You see, CHASING THE SUN is set during a period in Peruvian history swathed in mixed emotions. There are several references in the novel to the rise of Alberto Fujimori to power. As a Spanish major, I took a lot of classes about Latin American history. I know from my studies (and, okay, I admit, I quick refresher on Wikipedia), that Fujimori served as president of Peru from 1990 to 2000. He is often credited with stabilizing Peru’s struggling economy and ending the armed rebellion associated with the communist guerrilla insurgent group known as the Shining Path. He was also found guilty by the Peruvian Supreme Court, in 2009, of human rights violations for his role in kidnappings and killings by death squad.

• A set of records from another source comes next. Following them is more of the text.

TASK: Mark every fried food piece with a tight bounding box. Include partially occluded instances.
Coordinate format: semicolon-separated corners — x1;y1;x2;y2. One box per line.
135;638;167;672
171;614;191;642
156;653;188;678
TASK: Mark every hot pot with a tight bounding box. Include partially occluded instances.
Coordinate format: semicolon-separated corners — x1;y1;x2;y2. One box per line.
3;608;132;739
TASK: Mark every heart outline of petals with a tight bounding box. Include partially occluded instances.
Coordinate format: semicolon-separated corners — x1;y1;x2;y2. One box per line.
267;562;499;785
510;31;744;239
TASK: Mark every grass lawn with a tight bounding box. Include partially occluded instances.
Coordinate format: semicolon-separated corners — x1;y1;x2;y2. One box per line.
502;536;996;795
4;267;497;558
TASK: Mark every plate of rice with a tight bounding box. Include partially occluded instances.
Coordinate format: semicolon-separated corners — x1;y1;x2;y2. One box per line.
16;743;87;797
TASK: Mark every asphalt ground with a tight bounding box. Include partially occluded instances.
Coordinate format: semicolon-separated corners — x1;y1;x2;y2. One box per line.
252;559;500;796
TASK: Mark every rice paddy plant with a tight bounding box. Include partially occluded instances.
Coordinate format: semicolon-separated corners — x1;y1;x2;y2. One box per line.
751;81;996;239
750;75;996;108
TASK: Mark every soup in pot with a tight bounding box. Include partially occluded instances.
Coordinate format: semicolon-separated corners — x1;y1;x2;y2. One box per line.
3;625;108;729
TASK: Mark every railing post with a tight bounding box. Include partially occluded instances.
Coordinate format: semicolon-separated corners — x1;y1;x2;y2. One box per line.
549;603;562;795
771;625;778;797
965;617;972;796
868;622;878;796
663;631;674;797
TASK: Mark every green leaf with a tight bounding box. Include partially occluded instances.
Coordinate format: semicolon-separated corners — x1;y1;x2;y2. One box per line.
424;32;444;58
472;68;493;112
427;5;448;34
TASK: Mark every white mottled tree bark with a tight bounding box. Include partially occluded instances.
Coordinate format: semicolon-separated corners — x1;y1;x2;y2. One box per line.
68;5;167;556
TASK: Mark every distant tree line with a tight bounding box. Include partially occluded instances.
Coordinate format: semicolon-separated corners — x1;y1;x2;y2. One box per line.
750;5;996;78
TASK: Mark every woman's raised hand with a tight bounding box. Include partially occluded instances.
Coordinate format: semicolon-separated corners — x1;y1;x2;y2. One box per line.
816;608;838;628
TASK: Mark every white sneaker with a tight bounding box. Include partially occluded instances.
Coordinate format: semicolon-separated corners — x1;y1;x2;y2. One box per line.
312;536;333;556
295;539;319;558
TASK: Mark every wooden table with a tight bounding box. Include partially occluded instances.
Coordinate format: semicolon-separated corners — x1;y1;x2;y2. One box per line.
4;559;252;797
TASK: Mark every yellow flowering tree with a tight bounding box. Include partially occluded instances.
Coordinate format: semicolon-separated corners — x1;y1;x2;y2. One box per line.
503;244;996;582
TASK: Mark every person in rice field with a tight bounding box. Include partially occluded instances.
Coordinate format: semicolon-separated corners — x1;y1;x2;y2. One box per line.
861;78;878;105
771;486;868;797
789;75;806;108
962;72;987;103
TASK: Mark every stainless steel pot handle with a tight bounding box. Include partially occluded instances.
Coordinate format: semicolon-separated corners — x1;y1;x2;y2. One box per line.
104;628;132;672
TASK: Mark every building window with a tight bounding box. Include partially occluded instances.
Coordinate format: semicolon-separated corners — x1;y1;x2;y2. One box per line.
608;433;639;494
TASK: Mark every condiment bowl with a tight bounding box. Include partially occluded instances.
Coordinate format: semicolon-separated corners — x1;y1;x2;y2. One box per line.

So, you see, these wounds are still fresh. By setting her story in Lima during the transitional years when the Shining Path and Fujimori were struggling for dominance, CHASING THE SUN jumps right into the middle of a hot topic. Political controversy does not dominate the novel, though, and rightly so. It is, after all, principally the story of a marriage quite literally cleaved through the middle. But neither does the story shy away from the reality of what Peru must have been like in those uncertain days.
I have never believed that an author has to live an experience in order to write about it. If that were true, I think readers would miss out on a great deal. Though she did not live in Peru in the 1990s, Natalia gives that period and place a human face through Andres, as he fights to negotiate with Marabela’s kidnapper and bring his wife and the mother of his children home. Through the novel, Natalia presents a snapshot of Peru’s very recent civil strife to American readers who may not otherwise know much about this complicated part of Peru’s past. And, above all, she tells a heart-pounding, page-turning story while doing so.
What are some of your favorite books that tackle controversial topics or time periods?